Mantenían limpio el templo y lustraban el diamante con paños suaves. Al principio, Dunner se sintió impulsado a echarlos de allí al pensar que se lo tomaban como un juego, pero al observarlos comprendió que, uniéndose para cuidar de la Gema Soberana, los niños habían hecho algo inusitado entre los Descabalgados: habían roto el aislamiento para crear amistades y lealtades que vinculaban las estirpes de los clanes. A su modo, habían fundado su propio clan en torno a la Gema Soberana.

A Dunner lo complació sobremanera comprender esto y puso gran cuidado en dejar en paz a los niños, no inquietarse por el asunto y no atraer la atención sobre ellos. Esos niños, dedujo, serían los futuros Señores del Dominio. Y, de momento, tenía fuerza suficiente para seguir adelante solo.

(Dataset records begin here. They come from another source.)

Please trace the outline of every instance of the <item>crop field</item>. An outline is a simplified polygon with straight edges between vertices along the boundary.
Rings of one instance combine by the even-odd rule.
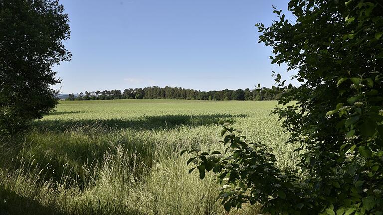
[[[221,150],[218,120],[293,166],[275,101],[62,101],[17,137],[0,139],[0,215],[220,215],[214,176],[188,174],[186,149]],[[246,206],[230,214],[256,214]]]

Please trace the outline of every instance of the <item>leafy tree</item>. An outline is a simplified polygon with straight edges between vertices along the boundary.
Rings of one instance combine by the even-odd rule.
[[[58,0],[0,0],[0,133],[25,128],[57,104],[51,69],[69,60],[68,16]]]
[[[275,75],[284,106],[274,112],[290,133],[287,143],[300,144],[297,169],[277,168],[265,146],[247,143],[227,122],[227,154],[193,150],[188,163],[201,178],[219,174],[227,210],[259,202],[273,215],[383,214],[382,1],[291,0],[295,23],[274,9],[278,20],[256,26],[272,63],[297,70],[302,83],[285,86]]]

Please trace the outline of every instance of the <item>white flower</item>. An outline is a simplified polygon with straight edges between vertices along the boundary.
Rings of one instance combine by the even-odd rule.
[[[360,107],[363,105],[363,103],[360,102],[357,102],[354,104],[354,105],[356,106]]]

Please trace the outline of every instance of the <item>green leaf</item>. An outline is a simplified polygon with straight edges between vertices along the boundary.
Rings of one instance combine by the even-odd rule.
[[[359,146],[358,150],[361,155],[365,158],[371,157],[373,155],[373,152],[368,146]]]
[[[278,196],[282,199],[286,199],[286,194],[282,190],[279,190],[278,191]]]
[[[367,81],[368,86],[370,87],[371,88],[374,87],[374,81],[373,81],[372,79],[368,78],[368,79],[366,79],[366,80]]]
[[[332,184],[333,184],[333,186],[337,188],[341,188],[341,185],[339,184],[339,183],[338,183],[338,182],[333,182]]]
[[[346,211],[346,212],[345,212],[345,215],[350,215],[351,214],[353,213],[355,211],[355,208],[348,209]]]
[[[298,209],[299,210],[301,210],[302,208],[303,208],[303,207],[304,207],[304,206],[305,206],[305,205],[303,205],[303,203],[299,203],[299,204],[297,204],[297,205],[295,206],[295,208],[297,208],[297,209]]]
[[[379,40],[382,37],[382,35],[383,35],[383,31],[377,32],[375,33],[375,39]]]
[[[335,212],[334,212],[333,209],[327,209],[325,210],[325,212],[328,215],[335,215]]]
[[[351,78],[350,79],[351,79],[351,81],[353,82],[353,83],[354,83],[357,87],[359,86],[359,84],[361,83],[361,79],[360,78]]]
[[[355,133],[355,129],[351,130],[351,131],[347,132],[347,134],[346,135],[346,137],[350,137],[353,136],[354,133]]]
[[[337,215],[342,215],[345,213],[345,209],[341,208],[337,211]]]
[[[341,79],[338,80],[338,83],[337,84],[337,87],[339,87],[339,85],[341,85],[342,83],[345,82],[345,81],[348,80],[349,78],[342,78]]]
[[[374,122],[365,121],[361,125],[361,133],[365,137],[373,136],[376,131],[377,123]]]
[[[357,122],[359,120],[360,117],[359,116],[355,116],[349,118],[345,122],[345,126],[346,127],[349,127],[352,124]]]
[[[223,208],[225,209],[225,211],[229,212],[231,209],[231,203],[229,202],[226,202],[223,205]]]
[[[193,168],[192,168],[192,169],[190,169],[189,170],[189,174],[192,173],[192,172],[193,170],[194,170],[195,169],[195,168],[196,167],[193,167]]]
[[[342,107],[343,107],[343,103],[338,103],[338,105],[337,105],[337,109],[339,109]]]
[[[187,165],[189,165],[190,163],[190,162],[191,162],[192,161],[193,161],[194,159],[195,159],[195,157],[193,157],[192,158],[190,158],[190,159],[189,159],[189,160],[188,160],[188,162],[186,163],[186,164]]]
[[[374,197],[372,196],[362,199],[362,203],[363,204],[363,208],[367,211],[370,211],[373,209],[377,204]]]
[[[201,165],[197,167],[198,170],[199,171],[199,178],[203,179],[205,178],[205,166],[203,165]]]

En cuanto a los orcos, el propio capitán de capitanes se había convertido en Señor del Dominio, principalmente para conseguir la armadura especial, que admiraba muchísimo. Y le gustó la idea de tener que superar ciertas pruebas a fin de alcanzar el puesto de Señor del Dominio. Siendo una raza muy competitiva, a los orcos les gustaban las pruebas y los desafíos, los enigmas y los acertijos. Se cuenta la historia de un rey humano que salvó su ciudad sitiada al proponer a los orcos atacantes una adivinanza con la promesa de que rendiría la ciudad si daban con la solución. Mientras los orcos se reunían frente a la ciudad para tratar el tema, el rey mandó rápidamente a un vecino en busca de refuerzos. Cuando las tropas llegaron para romper el cerco, se cuenta que los orcos se negaron a dejar el campo de asedio hasta que alguien les diera la solución correcta, pero esto último se considera la parte menos verosímil de la historia.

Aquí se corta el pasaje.